I have enabled the Option to play around with the Stats/Graphs, but without the possibility to save Stuff. If someone has a better Dashboard, let me know, then i will be happy to add it

I am already working to finalize everything, then i will share it on Github, so Pullrequests for additional Dashboards can also be done there.

EDIT: And here is the repo: GitHub - toconspiracy/storj-stats: Grafanafrontend for Statistical Data from Storj

kaloyan · July 27, 2021, 10:48am

We created a designated GitHub repo for proper project management around the public network
stats:

For any bug reports or enhancement requests, please open an issue on this repo.

brandon · September 9, 2021, 11:49am

Hey Everyone, Incase you missed it we published a blog post about these metrics; check it out if you are interested. Open Source and Open Data: Storj DCS Network Statistics

prernaparashar · October 13, 2022, 4:58pm

We are updating the way we calculate the values of storage_free_capacity_estimate_bytes.

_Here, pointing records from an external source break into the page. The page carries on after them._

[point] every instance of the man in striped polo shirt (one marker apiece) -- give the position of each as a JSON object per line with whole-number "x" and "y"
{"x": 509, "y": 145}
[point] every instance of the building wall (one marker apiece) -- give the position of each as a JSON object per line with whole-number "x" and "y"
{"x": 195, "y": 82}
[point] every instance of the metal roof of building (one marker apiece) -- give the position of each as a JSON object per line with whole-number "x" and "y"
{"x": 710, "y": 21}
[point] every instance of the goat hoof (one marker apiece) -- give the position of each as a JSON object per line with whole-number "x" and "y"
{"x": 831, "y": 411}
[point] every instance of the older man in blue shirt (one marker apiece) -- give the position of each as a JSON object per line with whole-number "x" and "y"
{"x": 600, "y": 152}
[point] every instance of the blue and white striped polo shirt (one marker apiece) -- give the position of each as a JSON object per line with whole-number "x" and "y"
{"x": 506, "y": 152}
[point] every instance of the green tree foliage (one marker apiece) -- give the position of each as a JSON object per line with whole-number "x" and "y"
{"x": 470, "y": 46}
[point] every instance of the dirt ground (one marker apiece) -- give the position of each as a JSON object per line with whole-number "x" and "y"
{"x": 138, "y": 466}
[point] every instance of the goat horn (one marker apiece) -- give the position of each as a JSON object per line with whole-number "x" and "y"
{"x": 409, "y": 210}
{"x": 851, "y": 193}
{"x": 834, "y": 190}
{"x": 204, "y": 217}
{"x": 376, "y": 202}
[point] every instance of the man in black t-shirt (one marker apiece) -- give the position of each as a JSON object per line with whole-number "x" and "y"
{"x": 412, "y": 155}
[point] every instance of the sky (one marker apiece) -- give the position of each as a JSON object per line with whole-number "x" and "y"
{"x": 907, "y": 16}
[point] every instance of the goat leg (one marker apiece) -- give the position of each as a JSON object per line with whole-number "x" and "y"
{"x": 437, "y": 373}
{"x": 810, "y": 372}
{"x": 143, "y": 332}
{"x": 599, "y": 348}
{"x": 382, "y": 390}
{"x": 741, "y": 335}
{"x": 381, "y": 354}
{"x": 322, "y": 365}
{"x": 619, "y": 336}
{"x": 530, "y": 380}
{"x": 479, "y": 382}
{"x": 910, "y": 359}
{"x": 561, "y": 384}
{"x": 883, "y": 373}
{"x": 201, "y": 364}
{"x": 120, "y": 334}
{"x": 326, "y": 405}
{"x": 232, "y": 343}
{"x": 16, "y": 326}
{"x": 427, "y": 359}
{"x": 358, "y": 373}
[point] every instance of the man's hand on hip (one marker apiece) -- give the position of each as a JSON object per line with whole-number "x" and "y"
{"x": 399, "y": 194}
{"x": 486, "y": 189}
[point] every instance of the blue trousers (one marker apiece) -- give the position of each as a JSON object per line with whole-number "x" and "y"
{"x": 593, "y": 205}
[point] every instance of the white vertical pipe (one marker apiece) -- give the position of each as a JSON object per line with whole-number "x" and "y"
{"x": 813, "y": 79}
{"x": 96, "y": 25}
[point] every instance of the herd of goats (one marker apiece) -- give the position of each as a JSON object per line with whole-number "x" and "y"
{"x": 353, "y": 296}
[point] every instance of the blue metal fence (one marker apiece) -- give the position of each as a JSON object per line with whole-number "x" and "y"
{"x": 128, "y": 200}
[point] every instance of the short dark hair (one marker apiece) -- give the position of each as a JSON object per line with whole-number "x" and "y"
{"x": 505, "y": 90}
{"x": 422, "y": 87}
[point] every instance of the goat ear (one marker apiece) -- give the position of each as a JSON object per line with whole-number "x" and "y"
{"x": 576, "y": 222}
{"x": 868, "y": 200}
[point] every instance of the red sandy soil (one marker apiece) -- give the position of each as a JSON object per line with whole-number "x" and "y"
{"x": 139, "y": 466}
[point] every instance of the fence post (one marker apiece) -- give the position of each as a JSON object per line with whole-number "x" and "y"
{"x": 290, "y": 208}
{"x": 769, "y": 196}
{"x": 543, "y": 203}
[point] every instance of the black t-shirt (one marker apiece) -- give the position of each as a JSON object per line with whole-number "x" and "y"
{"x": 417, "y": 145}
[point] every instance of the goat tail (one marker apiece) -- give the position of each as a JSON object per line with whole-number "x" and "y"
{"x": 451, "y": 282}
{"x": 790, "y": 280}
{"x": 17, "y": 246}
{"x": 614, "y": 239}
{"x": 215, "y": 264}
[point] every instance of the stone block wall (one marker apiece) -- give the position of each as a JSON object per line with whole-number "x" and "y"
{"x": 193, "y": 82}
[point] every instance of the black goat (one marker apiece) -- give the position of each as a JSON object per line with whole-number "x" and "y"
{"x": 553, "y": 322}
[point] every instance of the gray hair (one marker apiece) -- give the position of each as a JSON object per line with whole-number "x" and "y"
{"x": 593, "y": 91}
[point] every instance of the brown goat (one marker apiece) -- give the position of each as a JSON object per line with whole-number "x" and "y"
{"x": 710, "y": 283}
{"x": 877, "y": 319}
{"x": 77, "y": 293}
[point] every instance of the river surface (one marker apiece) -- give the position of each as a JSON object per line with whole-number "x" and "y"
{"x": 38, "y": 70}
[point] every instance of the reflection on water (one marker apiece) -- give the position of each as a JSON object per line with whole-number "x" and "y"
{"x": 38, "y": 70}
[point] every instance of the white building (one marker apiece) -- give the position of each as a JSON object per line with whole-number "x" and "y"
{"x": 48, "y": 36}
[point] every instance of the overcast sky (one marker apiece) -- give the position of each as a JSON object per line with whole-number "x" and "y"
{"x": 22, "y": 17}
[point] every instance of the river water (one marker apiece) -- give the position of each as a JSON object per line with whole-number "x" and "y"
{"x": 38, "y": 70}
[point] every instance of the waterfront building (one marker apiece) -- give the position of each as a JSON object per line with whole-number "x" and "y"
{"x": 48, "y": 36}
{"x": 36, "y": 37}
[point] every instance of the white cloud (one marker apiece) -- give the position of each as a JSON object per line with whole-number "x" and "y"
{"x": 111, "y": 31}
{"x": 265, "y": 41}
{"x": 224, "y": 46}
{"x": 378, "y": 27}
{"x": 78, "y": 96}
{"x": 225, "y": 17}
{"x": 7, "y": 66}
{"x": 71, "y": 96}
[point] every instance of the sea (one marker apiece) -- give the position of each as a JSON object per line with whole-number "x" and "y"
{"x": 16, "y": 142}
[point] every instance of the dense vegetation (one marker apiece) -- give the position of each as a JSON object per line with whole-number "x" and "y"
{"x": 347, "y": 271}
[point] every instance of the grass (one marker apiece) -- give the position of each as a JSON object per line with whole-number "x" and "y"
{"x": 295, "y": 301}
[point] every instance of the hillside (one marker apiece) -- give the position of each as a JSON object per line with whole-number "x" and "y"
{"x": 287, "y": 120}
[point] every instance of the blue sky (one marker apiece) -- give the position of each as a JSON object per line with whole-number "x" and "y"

rafael · March 9, 2023, 1:23pm

Hey everyone,

I just wanted to let you all know about the latest updates to our public API. We have added two new metrics that will be useful for understanding the storage capacity of our network.

The first new metric is storage_free_capacity_estimate_vetted_bytes. This metric provides a statistical estimate of the free storage node capacity, but only considering vetted nodes.

The second new metric is storage_total_bytes_after_expansion This metric gives the total number of bytes stored on the network after expansion by erasure coding. Erasure coding is a technique that expands data and distributes it across the network, making it more resilient to data loss. You can learn more about our durability and expansion factors here: File Redundancy - Storj DCS Docs

Endpoint: https://stats.storjshare.io/data.json

We believe that these new metrics will be a valuable addition to our public API.

If you have any questions or feedback, please don’t hesitate to reach out. We would love to hear your thoughts.

striker43 · March 9, 2023, 1:37pm

Does this only count nodes that are fully vetted on ALL satellites?

I highly appreciate getting more detailed info via the public API, thank you

rafael · March 9, 2023, 1:54pm

This only count nodes that are fully vetted per satellite. So, storage_free_capacity_estimate_vetted_bytes for (asia-east-1) AP1 only consider AP1 nodes.